Photo by David Paul-Morris, care of the CUNY Archives.

Three awards from PEN and the Laura Pels International Foundation for Theater honor a Grand Master of American Theater, a mid-career playwright with an outstanding voice, and an emerging playwright who demonstrates great promise. The PEN/Laura Pels International Foundation Award for Theater Award for an Emerging American playwright awards a cash prize of $2,500 to an emerging American playwright whose work to date has demonstrated initial critical success and poses great promise of further dramatic achievement.

 

From the Judges’ Citation

Thomas Bradshaw’s plays provoke strong reactions. Blocking sentimentality and moral complacency at every turn, his work hits with the force of a blunt instrument, forcing us to confront our hypocrisies about race, sex, and religion. His characters–who live in a state of moral chaos that we are asked to alternately identify with and abhor–act on pure id and say exactly what they feel. Thomas regards this as a hyper-realism that comes closer to his real-world experience than the psychological realism familiar on stages today. Seen live, Thomas’s plays are electrifying. They elicit laughter, shock, outrage, and self-examination. The judges recognize Thomas’s bold and distinctive voice.

Judges 

Oskar Eustis has served as the Artistic Director of The Public Theater since 2005, after serving as the Artistic Director at Trinity Repertory Company in Providence, RI from 1994 to 2005. Throughout his career, Eustis has been dedicated to the development of new work that speaks to the great issues of our time, and has worked with countless artists in pursuit of that aim, from Tony Kushner and Suzan-Lori Parks to David Henry Hwang and Lin-Manual Miranda. He is currently a Professor of Dramatic Writing and Arts and Public Policy at New York University; and has held professorships at UCLA, Middlebury College, and Brown University.

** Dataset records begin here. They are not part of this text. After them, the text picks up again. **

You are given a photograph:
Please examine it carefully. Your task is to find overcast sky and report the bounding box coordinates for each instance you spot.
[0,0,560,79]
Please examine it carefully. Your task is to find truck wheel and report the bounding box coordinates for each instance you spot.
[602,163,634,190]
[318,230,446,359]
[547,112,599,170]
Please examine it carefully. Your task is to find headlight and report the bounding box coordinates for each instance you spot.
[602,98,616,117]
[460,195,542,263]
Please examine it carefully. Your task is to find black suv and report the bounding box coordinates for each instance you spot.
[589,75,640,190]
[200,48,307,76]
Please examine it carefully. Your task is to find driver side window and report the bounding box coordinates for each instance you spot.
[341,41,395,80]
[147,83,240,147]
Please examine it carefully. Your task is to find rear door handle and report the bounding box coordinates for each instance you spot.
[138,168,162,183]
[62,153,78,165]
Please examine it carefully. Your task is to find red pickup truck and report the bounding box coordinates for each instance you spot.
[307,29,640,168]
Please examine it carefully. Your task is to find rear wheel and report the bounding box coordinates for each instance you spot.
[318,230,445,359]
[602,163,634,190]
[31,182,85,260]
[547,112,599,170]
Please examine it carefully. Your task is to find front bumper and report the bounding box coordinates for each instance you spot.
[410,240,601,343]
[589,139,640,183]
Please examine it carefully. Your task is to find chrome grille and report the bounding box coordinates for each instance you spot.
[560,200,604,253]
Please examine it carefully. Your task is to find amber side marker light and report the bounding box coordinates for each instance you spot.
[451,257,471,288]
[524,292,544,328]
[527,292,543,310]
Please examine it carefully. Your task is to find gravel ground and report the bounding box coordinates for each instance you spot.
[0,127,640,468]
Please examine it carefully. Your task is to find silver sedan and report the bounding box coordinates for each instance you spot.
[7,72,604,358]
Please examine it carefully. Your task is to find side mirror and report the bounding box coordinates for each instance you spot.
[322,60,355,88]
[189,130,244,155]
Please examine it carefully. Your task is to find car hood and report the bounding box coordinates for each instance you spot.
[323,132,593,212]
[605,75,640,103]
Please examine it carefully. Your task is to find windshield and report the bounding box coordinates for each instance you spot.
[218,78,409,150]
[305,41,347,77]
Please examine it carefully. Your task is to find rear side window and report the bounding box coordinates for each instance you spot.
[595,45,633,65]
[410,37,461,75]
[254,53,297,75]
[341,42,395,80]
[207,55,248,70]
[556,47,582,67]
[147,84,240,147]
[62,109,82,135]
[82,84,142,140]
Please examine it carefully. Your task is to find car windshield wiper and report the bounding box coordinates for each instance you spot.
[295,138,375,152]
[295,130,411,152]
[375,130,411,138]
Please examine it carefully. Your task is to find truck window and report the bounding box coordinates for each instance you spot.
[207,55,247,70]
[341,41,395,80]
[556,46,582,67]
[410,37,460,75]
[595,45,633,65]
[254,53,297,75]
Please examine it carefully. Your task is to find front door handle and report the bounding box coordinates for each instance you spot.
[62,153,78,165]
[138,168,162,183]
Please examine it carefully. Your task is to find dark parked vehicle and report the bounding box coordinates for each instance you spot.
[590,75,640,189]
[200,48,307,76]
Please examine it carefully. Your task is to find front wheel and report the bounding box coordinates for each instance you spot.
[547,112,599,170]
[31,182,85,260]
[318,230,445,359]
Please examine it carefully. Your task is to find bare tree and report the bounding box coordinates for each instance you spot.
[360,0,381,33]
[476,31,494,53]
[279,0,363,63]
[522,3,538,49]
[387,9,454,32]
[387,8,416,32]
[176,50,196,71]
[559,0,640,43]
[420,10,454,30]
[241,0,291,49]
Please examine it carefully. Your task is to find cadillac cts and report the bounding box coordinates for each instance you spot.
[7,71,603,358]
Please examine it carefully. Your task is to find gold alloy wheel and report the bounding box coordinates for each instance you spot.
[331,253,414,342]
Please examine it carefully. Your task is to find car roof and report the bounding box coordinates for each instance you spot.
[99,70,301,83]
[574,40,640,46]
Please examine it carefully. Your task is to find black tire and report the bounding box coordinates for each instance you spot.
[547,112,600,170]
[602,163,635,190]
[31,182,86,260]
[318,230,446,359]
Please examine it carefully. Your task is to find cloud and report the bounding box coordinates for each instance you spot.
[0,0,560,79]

Michael C. Hall currently stars as Thomas Newton in David Bowie and Enda Walsh’s “Lazarus” at London’s King’s Cross Theatre. Broadway:  Hedwig and the Angry Inch, The Realistic Joneses, Chicago, Cabaret. Off-Broadway:  Lazarus, Mr. Marmalade, Cymbeline, Macbeth, Timon of Athens, Henry V, The English Teachers, Corpus Christi, Romeo and Juliet, R Shoman, Skylight. Television:  “Dexter,“ “Six Feet Under.” Film:  Cold in July, Kill Your Darlings, Christine (current), Felt (forthcoming).

Young Jean Lee has written and directed ten shows in New York with Young Jean Lee’s Theater Company, and toured her work to over thirty cities around the world. She is the recipient of a Guggenheim Fellowship, two OBIE Awards, a Doris Duke Performing Artist Award, a Prize in Literature from the American Academy of Arts and Letters, and a PEN Literary Award. Her short film Here Come the Girls was presented at The Locarno International Film Festival, Sundance Film Festival, and BAMcinemaFest.